"Sharing" means f x
re-uses the x
that it creates; but with _Y g = g . g . g . g . ...
, each g
calculates its output anew (cf. this and this).
In that context, the sharing version has much worse memory usage, leads to a space leak.1
The definition of _Y
mirrors the usual lambda calculus definition's effect for the Y combinator, which emulates recursion by duplication, while true recursion refers to the same (hence, shared) entity.
In
x = f x
(_Y g) = g (_Y g)
both x
s refer to the same entity, but each of (_Y g)
s refer to equivalent, but separate, entity. That's the intention of it, anyway.
Of course thanks to referential transparency there's no guarantee in Haskell the language for any of this. But GHC the compiler does behave this way.
_Y g
is a common sub-expression and it could be "eliminated" by a compiler by giving it a name and reusing that named entity, subverting the whole purpose of it. That's why the GHC has the "no common sub-expressions elimination" -fno-cse
flag which prevents this explicitly. It used to be that you had to use this flag to achieve the desired behaviour here, but not anymore. GHC won't be as aggressive at common sub-expressions elimination anymore, with the more recent (read: several years now) versions.

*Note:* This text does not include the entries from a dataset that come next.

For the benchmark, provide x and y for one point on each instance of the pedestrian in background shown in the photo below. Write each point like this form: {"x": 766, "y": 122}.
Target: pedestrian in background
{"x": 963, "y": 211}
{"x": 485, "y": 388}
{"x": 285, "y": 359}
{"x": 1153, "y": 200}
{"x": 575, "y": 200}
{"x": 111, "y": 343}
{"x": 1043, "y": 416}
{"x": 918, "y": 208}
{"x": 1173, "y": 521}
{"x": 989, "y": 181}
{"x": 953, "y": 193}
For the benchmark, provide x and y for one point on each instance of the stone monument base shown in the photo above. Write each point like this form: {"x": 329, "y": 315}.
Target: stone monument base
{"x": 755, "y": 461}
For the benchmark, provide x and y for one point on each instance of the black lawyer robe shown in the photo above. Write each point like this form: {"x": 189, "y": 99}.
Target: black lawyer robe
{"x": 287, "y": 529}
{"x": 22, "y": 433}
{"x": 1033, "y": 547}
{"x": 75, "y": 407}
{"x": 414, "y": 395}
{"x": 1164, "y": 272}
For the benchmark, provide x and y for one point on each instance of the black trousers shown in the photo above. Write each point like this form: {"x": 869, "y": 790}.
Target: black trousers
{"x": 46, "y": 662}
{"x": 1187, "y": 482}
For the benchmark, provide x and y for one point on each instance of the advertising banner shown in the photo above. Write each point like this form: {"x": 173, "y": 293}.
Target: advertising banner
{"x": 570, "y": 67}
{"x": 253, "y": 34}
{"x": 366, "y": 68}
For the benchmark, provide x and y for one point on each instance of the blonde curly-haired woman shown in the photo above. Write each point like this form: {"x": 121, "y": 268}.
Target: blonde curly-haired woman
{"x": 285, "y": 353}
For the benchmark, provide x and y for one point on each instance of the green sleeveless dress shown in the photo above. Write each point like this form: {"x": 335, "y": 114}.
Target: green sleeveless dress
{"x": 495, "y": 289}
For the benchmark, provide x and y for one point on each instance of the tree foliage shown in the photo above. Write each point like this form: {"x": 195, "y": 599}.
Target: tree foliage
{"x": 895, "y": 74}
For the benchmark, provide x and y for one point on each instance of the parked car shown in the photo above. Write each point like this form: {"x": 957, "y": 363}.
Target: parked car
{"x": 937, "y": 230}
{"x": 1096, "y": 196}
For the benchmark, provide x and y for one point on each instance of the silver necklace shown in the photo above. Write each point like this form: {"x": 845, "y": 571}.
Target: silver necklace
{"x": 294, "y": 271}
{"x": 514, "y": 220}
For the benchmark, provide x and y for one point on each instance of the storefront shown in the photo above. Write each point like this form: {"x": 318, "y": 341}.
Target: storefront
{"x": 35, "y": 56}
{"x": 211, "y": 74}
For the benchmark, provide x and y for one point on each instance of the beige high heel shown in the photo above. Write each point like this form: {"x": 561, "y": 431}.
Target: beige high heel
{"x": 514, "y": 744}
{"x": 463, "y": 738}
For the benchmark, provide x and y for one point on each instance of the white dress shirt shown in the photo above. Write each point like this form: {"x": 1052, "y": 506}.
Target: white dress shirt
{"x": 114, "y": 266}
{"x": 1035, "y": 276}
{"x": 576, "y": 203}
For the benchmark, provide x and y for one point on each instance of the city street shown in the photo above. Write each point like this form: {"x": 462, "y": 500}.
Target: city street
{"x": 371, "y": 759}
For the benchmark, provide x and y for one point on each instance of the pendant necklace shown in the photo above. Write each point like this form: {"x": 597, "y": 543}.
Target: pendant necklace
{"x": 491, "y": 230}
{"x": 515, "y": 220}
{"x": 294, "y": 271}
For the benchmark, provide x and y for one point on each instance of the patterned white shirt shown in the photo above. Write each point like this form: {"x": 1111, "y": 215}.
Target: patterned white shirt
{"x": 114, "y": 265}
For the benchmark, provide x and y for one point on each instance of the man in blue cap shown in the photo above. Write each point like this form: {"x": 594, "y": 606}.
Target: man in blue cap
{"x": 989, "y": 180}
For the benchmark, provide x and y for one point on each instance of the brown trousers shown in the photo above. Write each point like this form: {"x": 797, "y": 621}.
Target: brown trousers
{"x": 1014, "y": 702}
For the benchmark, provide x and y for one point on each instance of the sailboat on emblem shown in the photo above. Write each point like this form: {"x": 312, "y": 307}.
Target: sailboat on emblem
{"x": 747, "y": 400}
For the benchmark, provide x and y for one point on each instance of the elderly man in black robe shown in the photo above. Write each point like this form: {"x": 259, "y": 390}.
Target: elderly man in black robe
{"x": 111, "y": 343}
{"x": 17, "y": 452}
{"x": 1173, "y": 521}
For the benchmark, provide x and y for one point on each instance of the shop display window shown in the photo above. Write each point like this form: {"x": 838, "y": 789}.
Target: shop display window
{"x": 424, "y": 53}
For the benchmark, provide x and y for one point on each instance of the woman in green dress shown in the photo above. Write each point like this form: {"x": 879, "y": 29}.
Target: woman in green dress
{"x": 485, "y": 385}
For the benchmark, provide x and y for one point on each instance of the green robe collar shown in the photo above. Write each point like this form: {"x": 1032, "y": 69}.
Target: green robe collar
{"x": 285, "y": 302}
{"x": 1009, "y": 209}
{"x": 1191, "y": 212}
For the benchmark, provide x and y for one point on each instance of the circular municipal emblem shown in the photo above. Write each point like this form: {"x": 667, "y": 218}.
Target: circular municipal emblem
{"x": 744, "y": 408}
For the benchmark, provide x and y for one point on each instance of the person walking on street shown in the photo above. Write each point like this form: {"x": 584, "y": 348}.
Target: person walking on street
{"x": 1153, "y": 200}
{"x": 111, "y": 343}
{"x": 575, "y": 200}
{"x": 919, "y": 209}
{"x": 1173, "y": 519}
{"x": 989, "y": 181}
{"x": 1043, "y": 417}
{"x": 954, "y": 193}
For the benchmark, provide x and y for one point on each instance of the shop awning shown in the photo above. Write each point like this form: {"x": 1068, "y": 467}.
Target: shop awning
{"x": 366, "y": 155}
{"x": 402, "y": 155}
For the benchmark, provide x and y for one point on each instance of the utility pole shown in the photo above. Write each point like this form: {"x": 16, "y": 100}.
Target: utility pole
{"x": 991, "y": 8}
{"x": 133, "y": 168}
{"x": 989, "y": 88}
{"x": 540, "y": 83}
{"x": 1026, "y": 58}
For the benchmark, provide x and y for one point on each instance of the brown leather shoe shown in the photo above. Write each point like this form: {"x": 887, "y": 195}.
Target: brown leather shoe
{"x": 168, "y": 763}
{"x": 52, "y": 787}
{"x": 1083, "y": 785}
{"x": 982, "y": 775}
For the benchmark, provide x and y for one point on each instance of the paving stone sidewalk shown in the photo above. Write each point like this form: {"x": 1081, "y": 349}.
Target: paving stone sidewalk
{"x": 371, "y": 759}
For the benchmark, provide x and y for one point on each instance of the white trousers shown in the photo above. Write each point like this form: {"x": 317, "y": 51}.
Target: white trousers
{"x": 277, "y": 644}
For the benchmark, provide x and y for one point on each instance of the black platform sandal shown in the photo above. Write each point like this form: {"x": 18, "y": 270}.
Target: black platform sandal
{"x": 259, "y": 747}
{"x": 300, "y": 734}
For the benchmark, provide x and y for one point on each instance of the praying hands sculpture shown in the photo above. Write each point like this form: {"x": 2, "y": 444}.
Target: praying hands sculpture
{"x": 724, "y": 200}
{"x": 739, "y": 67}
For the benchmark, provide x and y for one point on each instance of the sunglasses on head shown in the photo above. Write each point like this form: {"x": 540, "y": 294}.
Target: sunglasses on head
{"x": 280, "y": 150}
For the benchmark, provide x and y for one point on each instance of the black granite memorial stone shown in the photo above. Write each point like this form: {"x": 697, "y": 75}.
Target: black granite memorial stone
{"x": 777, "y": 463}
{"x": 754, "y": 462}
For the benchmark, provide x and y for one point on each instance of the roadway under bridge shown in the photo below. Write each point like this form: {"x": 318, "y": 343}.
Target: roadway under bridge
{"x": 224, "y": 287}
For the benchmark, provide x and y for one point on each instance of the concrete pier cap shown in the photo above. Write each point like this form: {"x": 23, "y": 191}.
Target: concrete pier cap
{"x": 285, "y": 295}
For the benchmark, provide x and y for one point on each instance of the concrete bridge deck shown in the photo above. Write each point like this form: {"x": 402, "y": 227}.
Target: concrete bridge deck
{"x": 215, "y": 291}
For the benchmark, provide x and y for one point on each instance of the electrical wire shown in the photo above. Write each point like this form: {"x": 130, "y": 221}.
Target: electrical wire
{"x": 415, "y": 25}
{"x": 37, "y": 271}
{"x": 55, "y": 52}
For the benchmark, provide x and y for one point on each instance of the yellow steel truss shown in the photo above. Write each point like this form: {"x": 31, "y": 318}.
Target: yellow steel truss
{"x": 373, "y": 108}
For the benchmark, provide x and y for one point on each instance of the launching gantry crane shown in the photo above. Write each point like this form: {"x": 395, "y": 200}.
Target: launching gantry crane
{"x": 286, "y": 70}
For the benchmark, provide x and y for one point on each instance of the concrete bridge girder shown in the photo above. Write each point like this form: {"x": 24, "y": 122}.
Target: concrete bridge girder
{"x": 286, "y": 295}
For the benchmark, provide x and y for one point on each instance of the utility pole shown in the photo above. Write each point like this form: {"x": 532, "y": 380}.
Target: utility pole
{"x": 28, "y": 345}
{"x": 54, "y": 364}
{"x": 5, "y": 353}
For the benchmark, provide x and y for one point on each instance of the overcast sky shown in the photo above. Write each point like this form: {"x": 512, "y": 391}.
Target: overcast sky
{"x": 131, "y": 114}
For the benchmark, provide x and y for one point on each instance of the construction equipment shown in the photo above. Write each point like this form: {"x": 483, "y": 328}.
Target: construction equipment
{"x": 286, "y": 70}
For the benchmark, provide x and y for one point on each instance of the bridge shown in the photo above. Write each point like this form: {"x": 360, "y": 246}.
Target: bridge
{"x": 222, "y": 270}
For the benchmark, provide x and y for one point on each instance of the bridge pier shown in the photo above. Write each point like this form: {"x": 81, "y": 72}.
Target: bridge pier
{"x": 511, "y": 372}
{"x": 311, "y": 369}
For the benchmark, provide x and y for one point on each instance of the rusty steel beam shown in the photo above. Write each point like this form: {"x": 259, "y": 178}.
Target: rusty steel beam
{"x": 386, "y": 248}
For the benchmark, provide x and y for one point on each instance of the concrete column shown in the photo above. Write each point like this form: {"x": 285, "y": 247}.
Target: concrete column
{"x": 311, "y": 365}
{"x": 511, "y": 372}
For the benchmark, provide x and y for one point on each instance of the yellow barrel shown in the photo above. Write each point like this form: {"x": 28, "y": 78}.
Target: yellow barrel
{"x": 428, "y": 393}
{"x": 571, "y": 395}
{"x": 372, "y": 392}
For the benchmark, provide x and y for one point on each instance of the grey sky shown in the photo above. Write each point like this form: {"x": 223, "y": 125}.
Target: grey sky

disclaimer: I'm the author of that part of the page you're referring to. Was hoping for the back-and-forth that's usual on wiki pages, but it never came, so my work didn't get reviewed like that. Either no-one bothered, or it is passable (lacking major errors). The wiki seems to be largely abandoned for many years now.
1 The g
function involved,
(3:) . minus [5,7..] . foldr (\ (x:xs) ⟶ (x:) . union xs) []
. map (\ p ⟶ [p², p² + 2p..])
produces an increasing stream of all odd primes given an increasing stream of all odd primes. To produce a prime N
in value, it consumes its input stream up to the first prime above sqrt(N)
in value, at least. Thus the production points are given roughly by repeated squaring, and there are ~ log (log N)
of such g
functions in total in the chain (or "tower") of these primes producers, each immediately garbage collectible, the lowest one producing its primes given just the first odd prime, 3
, known a priori.
And with the two-staged _Y2 g = g x where { x = g x }
there would be only two of them in the chain, but only the top one would be immediately garbage collectible, as discussed at the referenced link above.